致病性细菌污染是对安全,人类健康和生态系统的主要威胁。在此,我们报告了一种使用单一抗体的有利的单步,免洗和实时细菌检测平台。大肠杆菌被检测为模型分析物。该技术基于涂有氧化石墨烯的微孔板(GOM)和光致发光生物探针(PLB)。一方面,使用非辐射能量转移,GOM被认为可以使那些不通过抗体-细菌膜亲和力进行免疫反应的PLB的光致发光失活。另一方面,那些实验免疫反应的PLB保留了其光致发光,这是因为(i)复合物(PLBs-细菌)与GOM之间的距离以及(ii)同一复合物与GOM之间的亲和力低。最佳的分析性能约为30分钟,结果证明了所得的细菌检测平台快速且高度灵敏,检测极限为2 CFU mL –1。还以适合高通量应用的广泛使用格式成功分析了工业真实样品。此外,由于氧化石墨烯能够淬灭不同的荧光团,因此所提出的技术具有很高的转化性,并且只需更改特定抗体即可检测其他分析物。
更新日期:2020-09-01
中文翻译:
基于氧化石墨烯微孔板的实时光致发光生物传感:快速病原体检测平台。
致病性细菌污染是对安全,人类健康和生态系统的主要威胁。在此,我们报告了一种使用单一抗体的有利的单步,免洗和实时细菌检测平台。

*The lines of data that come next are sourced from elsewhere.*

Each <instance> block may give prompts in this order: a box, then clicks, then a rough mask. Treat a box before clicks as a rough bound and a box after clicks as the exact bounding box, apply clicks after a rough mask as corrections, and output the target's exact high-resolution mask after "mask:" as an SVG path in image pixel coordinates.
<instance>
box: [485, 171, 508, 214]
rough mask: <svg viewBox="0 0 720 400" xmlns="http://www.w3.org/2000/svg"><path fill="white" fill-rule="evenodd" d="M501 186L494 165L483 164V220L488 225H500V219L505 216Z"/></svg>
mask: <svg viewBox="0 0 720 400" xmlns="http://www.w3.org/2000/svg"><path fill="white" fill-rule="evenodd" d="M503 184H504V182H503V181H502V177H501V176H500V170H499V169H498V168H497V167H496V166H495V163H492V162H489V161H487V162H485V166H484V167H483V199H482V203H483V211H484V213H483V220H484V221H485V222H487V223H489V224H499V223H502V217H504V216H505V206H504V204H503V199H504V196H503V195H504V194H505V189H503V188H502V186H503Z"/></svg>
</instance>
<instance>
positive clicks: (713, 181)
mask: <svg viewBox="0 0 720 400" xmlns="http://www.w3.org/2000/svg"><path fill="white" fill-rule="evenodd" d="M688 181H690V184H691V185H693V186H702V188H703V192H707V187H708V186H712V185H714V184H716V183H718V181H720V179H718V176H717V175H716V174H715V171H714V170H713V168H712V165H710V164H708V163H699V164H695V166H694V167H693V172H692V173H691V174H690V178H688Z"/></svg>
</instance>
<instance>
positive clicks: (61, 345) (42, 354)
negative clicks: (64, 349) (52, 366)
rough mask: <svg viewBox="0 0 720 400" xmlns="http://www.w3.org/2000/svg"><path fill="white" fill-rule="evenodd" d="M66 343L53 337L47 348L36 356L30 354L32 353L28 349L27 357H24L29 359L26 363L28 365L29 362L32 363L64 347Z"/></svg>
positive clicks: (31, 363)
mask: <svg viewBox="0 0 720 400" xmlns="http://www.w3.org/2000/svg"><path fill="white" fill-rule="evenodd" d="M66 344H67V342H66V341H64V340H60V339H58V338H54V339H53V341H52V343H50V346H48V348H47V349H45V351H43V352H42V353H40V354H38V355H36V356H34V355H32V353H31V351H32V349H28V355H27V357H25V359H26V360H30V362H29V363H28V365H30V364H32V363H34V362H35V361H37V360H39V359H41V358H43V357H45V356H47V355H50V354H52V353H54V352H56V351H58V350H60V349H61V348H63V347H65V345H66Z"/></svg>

大肠杆菌被检测为模型分析物。该技术基于涂有氧化石墨烯的微孔板(GOM)和光致发光生物探针(PLB)。一方面,使用非辐射能量转移,GOM被认为可以使那些不通过抗体-细菌膜亲和力进行免疫反应的PLB的光致发光失活。另一方面,那些实验免疫反应的PLB保留了其光致发光,这是因为(i)复合物(PLBs-细菌)与GOM之间的距离以及(ii)同一复合物与GOM之间的亲和力低。最佳的分析性能约为30分钟,结果证明了所得的细菌检测平台快速且高度灵敏,检测极限为2 CFU mL –1。还以适合高通量应用的广泛使用格式成功分析了工业真实样品。此外,由于氧化石墨烯能够淬灭不同的荧光团,因此所提出的技术具有很高的转化性,并且只需更改特定抗体即可检测其他分析物。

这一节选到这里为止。